Challenging the status quo on localisation

By: Esther Hodges      May 19th 2022

‘Localisation’ is an aid sector buzzword - but is it actually leading to change?

Most simply described, localisation is the process of moving money and power into the hands of local actors, on the recognition that such actors generally understand a given humanitarian crisis or development scenario more deeply than might an INGO or donor headquartered thousands of miles away.

Although the concept is not new - it can be traced back at least to the UN General Assembly’s 1991 Resolution 46/182 (UNOCHA, 2012) - it is considered to be one of the next paradigm shifts in the way aid is delivered and development conducted. A 2019 survey of 93 development leaders found localisation to be one of the most frequently mentioned changes taking place in international development (Brookings, 2019: 9). At the 2016 World Humanitarian Summit, 63 development actors made commitments to ‘get more means into the hands of people in need … to improve the effectiveness and efficiency of humanitarian action’ under what is known as the Grand Bargain.

But what’s really happening with localisation? An independent five year review of Grand Bargain commitments found that progress is being made; for example, 13 of the 63 signatories were meeting the target of allocating 25% of their humanitarian funds to local actors (HPG and ODI, 2021: 18). However, this is only one indicator - and it suggests there is quite some way to go. It is even harder to determine how much power is being shifted.

Bodhi is privileged to gain insights into the work and practice of dozens of development actors as we conduct our research and evaluations. We see localisation as a highly complex process and think that getting it right requires tailored approaches, collaboration and honest discussion around positive practice and areas for improvement. As such, this blog aims to contribute to that discussion by setting out a few of the common challenges we see, and what we recommend in response.

Common challenges and our recommendations

What does localisation mean to local actors?

Localisation is linked to the move to decolonise development, recognising that development shares some uncomfortable similarities with colonialism (for example, the aid system often privileges White voices). As such, the sector should make a concerted effort to develop context-appropriate approaches to localisation that avoid universal applications defined by actors in the Global North. Given that localisation seeks to challenge the exclusion of local actors in development, joint planning and consultation is crucial to prevent reinforcement of the very structures it aims to disrupt.

We recommend that development actors discuss the term - and what it might mean - actively with local actors at the outset, and in the context, of any relevant work to ensure a shared understanding is reached.

Meaningful participation of local actors

Relatedly, a common challenge is a lack of meaningful consultation and participation of local and national actors - be they project partners, rights holders, local government, NGOs or CSOs - in the work which concerns them. This reflects a broader challenge with regard to localisation: work with local actors can be delivered as a box ticking exercise, in which INGOs seek the involvement of local actors in what can be extractive and unequal relationships to satisfy donor requirements.

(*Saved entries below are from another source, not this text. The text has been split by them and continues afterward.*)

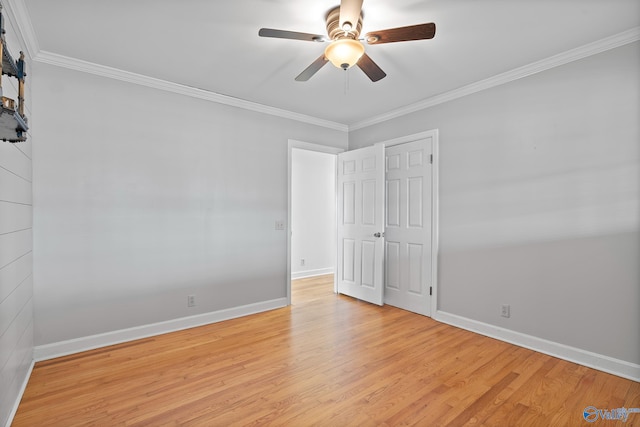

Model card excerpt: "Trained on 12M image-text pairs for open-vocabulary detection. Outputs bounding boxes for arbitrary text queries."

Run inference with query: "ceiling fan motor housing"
[326,6,362,40]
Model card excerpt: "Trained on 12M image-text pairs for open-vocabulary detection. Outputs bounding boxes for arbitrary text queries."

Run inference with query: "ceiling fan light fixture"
[258,1,436,82]
[324,38,365,70]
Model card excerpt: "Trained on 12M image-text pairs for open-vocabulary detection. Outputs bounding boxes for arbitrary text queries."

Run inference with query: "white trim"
[377,130,435,147]
[4,359,34,427]
[33,51,349,132]
[434,310,640,382]
[380,130,440,317]
[33,298,287,361]
[287,140,344,304]
[288,140,345,154]
[430,131,440,318]
[291,267,335,280]
[2,0,40,60]
[349,27,640,131]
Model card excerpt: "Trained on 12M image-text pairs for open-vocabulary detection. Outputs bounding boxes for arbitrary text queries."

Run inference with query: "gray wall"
[350,42,639,365]
[0,11,33,427]
[31,63,347,346]
[6,26,636,427]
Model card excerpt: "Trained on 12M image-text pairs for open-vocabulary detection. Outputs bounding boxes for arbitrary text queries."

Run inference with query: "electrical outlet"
[188,295,196,308]
[501,304,510,318]
[300,258,305,266]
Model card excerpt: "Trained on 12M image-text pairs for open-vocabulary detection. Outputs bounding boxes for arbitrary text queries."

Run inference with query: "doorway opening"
[287,140,344,305]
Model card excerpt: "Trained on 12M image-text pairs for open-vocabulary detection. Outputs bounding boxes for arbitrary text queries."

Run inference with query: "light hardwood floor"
[13,275,639,426]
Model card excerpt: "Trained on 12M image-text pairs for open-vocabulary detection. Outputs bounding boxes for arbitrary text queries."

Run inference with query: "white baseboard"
[434,310,640,382]
[5,359,35,427]
[291,268,334,280]
[33,298,288,362]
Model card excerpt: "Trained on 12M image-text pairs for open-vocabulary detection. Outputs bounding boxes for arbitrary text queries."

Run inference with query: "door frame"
[287,139,344,305]
[380,130,440,316]
[286,130,438,314]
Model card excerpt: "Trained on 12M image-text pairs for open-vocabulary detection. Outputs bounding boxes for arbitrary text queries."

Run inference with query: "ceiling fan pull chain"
[344,68,349,95]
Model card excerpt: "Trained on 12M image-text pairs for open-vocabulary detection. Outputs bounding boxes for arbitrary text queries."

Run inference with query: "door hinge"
[430,154,433,164]
[429,286,432,296]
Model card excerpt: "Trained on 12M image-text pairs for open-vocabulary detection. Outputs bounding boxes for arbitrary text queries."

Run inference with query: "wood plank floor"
[13,275,640,426]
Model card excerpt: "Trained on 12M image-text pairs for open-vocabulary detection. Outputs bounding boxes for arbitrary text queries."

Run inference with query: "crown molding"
[2,0,39,60]
[33,51,349,132]
[4,0,346,132]
[8,0,637,135]
[349,27,640,131]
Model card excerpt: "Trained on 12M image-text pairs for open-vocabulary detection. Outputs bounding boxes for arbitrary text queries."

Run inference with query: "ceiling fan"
[258,0,436,82]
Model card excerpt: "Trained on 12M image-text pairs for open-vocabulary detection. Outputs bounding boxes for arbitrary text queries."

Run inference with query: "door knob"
[374,232,382,238]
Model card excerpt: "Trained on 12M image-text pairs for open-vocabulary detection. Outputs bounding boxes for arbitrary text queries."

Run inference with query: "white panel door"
[384,138,433,315]
[337,144,385,305]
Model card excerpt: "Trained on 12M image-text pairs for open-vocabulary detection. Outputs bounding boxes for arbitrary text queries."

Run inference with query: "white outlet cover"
[501,304,510,318]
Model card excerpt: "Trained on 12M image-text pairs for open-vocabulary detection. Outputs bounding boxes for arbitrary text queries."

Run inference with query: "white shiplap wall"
[0,4,33,425]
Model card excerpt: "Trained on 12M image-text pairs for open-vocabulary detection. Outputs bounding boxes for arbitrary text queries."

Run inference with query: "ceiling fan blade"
[295,55,329,81]
[259,28,326,42]
[356,53,386,82]
[339,0,364,32]
[365,23,436,44]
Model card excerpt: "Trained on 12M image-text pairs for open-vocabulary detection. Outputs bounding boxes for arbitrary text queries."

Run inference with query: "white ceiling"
[21,0,640,126]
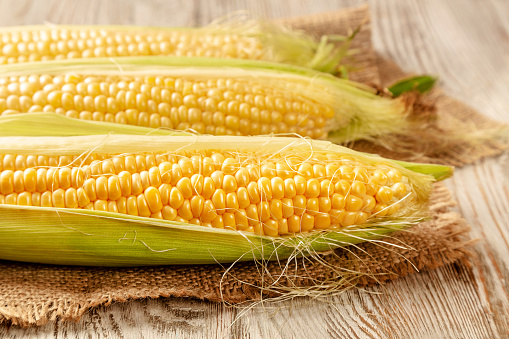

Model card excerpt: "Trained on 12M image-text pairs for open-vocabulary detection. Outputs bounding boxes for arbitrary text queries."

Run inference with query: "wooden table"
[1,0,508,337]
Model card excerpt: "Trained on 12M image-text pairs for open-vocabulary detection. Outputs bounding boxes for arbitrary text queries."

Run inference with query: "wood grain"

To tackle this within our own scope of practice, Bodhi recommends the involvement of local actors at all stages of evaluation or research delivery. At the design phase, we recommend project partners’ and rights holders’ involvement in developing evaluation or research questions as well as criteria for success. At fieldwork and data collection stages, we recommend research is conducted according to feminist research methodologies which emphasise informed consent and accessibility of research questions to participants. At dissemination and uptake stages, we recommend findings be shared with all research participants to ensure they understand what their expertise and labour has contributed to - and what will change as a result.

In our report recommendations, we advocate focus on areas required for structural change. For example, we encourage clients to seek to secure or disburse multi-year, flexible funding which targets the needs of the local actor (be that grants management, bid-writing, staff retention or other). This is intended to avoid situations where local actors remain as implementing partners in unbalanced relationships, and to reduce the likelihood of the procurement and administrative bottlenecks which often discourage meaningful work with local actors or which push risk down to local actors where they are not able to work according to donor requirements.

What does localisation mean to donors and INGOs?

We’ve found that localisation means different things to different organisations. In fact, many organisations don’t yet have a fully elucidated internal definition of what the term means to them, or how they might define and deliver commitments against it.

To avoid paying lip-service to the term, we challenge clients to clearly define what they mean by ‘localisation’ in the context of a given project, and their commitments thereto, at the outset of a piece of research or evaluation. By encouraging this practice, we hope to support development of internal understandings around what the term means, and to deliver honest findings on good and poor practice in relation to the work, alongside clear recommendations.

Challenging the status quo

Bodhi is concerned that ‘localisation’ is becoming a buzzword which is frequently mentioned and infrequently acted upon. While this is in some ways understandable as organisations feel their way on a complex issue, there is the potential this could create a damaging status quo which protects slow action under the promise of change to come.

Ultimately, we should remember that localisation means local action, local power and local agency. Therefore, it must be developed - in meaning and in practice - according to the expertise and priorities of local actors.